Constraints may be complex expressions, but must be of type int
for integer variables and of type real
for real variables
(including constraints on vectors, row vectors, and matrices).
Variables used in constraints can be any variable that has been
defined at the point the constraint is used. For instance,
data {
int<lower=1> N;
real y[N];
}
parameters {
real<lower=min(y), upper=max(y)> phi;
}
This declares a positive integer data variable N
, an array
y
of real-valued data of length N
, and then a parameter
ranging between the minimum and maximum value of y
. As shown
in the example code, the functions min()
and max()
may
be applied to containers such as arrays.
A more subtle case involves declarations of parameters or transformed parameters based on parameters declared previously. For example, the following program will work as intended.
parameters {
real a;
real<lower = a> b; // enforces a < b
}
transformed parameters {
real c;
real<lower = c> d;
c = a;
d = b;
}
The parameters instance works because all parameters are defined
externally before the block is executed.
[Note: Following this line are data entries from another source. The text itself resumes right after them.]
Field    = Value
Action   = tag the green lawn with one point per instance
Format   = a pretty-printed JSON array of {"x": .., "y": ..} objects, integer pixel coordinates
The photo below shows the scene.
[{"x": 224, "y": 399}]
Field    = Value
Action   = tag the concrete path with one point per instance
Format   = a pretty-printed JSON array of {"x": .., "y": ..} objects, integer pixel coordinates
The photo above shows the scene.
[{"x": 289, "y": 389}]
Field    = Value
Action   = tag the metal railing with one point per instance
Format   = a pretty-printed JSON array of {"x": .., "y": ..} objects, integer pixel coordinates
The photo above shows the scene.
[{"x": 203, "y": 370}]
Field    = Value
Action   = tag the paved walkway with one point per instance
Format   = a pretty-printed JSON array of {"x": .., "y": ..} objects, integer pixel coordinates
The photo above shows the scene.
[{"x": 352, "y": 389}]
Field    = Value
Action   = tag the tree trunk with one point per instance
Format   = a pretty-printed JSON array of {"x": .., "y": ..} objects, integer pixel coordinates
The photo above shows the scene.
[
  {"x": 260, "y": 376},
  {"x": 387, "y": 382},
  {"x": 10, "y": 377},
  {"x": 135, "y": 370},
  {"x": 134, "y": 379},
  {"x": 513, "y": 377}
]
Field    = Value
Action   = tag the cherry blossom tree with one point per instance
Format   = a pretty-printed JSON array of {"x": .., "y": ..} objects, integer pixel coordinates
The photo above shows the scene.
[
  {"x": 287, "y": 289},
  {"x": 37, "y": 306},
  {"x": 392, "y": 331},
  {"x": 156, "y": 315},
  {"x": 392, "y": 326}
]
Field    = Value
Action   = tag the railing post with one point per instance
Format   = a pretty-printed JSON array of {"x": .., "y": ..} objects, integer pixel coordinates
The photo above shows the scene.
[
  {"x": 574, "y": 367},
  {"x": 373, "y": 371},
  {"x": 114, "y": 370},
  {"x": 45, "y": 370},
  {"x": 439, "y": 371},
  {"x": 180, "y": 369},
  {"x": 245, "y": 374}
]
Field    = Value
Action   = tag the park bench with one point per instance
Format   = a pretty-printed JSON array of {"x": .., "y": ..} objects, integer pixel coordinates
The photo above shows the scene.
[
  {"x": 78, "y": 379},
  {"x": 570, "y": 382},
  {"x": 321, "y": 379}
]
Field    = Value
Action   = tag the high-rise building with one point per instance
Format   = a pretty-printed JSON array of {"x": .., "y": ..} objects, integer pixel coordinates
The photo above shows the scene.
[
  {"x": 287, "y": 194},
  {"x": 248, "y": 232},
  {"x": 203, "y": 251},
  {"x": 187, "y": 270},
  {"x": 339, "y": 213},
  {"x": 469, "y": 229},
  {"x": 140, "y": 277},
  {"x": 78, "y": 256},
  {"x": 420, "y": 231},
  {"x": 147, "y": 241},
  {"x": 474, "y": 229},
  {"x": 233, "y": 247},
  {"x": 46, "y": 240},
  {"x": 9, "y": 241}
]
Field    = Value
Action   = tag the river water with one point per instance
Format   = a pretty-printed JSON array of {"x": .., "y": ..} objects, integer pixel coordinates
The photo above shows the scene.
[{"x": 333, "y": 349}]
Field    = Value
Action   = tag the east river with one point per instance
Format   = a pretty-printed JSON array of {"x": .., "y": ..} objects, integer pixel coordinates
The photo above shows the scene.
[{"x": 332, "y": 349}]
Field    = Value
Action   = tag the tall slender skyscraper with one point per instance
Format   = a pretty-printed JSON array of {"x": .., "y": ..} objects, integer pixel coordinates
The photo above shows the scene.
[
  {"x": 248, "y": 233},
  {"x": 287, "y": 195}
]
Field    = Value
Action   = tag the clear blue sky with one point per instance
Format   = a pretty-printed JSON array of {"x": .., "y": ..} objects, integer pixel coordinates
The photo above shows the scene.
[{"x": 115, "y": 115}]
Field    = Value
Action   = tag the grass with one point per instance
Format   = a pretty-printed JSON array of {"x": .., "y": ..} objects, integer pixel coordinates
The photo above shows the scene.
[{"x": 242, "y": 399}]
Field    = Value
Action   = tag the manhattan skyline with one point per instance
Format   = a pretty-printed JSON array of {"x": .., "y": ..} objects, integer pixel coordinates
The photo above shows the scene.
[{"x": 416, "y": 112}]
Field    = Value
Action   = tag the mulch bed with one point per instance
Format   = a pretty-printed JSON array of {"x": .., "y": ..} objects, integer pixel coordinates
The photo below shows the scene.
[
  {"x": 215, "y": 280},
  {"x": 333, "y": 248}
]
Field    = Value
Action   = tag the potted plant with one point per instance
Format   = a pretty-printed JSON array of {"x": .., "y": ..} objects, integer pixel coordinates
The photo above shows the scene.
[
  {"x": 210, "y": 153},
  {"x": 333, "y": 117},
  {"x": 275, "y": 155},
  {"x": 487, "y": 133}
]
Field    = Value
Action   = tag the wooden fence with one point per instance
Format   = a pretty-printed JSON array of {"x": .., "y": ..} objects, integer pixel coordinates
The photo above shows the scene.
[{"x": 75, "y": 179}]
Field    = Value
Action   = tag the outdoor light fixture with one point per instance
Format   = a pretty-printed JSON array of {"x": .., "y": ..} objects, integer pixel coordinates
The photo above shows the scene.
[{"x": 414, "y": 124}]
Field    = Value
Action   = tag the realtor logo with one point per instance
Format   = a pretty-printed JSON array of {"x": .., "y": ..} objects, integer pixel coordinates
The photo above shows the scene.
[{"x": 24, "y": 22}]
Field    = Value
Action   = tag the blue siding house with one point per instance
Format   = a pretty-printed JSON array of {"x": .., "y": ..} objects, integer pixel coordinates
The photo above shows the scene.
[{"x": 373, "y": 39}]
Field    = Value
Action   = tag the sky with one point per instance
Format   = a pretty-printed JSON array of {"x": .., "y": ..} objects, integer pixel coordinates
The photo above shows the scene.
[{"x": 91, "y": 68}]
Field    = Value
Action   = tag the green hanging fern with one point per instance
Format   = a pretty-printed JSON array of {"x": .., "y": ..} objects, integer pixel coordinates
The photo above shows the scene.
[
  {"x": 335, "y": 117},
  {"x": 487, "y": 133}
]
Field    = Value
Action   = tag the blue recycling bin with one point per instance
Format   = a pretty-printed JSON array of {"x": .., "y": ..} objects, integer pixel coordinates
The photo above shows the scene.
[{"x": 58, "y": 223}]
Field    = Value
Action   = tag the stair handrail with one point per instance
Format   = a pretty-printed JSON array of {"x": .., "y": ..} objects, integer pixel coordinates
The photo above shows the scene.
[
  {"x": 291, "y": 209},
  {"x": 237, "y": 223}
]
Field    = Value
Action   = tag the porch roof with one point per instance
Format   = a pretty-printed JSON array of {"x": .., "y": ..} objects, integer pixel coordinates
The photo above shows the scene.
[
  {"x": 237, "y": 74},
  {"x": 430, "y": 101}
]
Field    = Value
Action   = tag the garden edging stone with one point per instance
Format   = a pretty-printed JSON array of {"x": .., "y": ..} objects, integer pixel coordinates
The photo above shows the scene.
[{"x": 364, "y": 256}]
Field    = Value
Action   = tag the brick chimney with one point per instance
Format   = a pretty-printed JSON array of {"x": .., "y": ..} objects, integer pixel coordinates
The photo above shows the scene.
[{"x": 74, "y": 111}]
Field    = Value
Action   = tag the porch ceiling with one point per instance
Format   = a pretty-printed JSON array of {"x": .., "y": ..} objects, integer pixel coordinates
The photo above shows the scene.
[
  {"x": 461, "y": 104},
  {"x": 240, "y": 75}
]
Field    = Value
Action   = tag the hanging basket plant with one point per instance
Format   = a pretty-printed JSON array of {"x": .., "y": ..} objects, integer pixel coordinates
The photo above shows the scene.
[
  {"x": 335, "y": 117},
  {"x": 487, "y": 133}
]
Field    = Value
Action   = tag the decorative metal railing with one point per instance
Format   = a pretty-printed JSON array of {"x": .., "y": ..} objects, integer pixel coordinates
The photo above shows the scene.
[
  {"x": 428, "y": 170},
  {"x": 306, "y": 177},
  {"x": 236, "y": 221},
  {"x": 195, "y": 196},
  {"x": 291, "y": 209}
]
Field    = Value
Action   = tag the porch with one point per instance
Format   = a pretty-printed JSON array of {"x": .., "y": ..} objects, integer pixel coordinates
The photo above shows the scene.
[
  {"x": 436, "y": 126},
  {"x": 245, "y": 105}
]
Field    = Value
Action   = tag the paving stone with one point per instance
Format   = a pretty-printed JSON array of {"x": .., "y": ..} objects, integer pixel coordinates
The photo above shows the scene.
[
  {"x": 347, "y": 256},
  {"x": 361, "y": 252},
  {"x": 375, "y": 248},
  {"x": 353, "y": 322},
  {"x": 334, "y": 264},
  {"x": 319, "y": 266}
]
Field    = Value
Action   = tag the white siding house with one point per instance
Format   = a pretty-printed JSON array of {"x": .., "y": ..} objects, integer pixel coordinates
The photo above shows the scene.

The transformed parameters
case works even though c
isn’t defined at the point it is used,
because constraints on transformed parameters are only validated at
the end of the block. Data variables work like parameter variables,
whereas transformed data and generated quantity variables work like
transformed parameter variables.
Declaring optional variables
A variable may be declared with a size that depends on a boolean
constant. For example, consider the definition of alpha
in the
following program fragment.
data {
int<lower = 0, upper = 1> include_alpha;
...
parameters {
vector[include_alpha ? N : 0] alpha;
If include_alpha
is true, the model will include the vector
alpha
; if the flag is false, the model will not include
alpha
(technically, it will include alpha
of size 0,
which means it won’t contain any values and won’t be included in any
output).
This technique is not just useful for containers. If the value of
N
is set to 1, then the vector alpha
will contain a
single element and thus alpha[1]
behaves like an optional
scalar, the existence of which is controlled by include_alpha
.
This coding pattern allows a single Stan program to define different models based on the data provided as input. This strategy is used extensively in the implementation of the RStanArm package.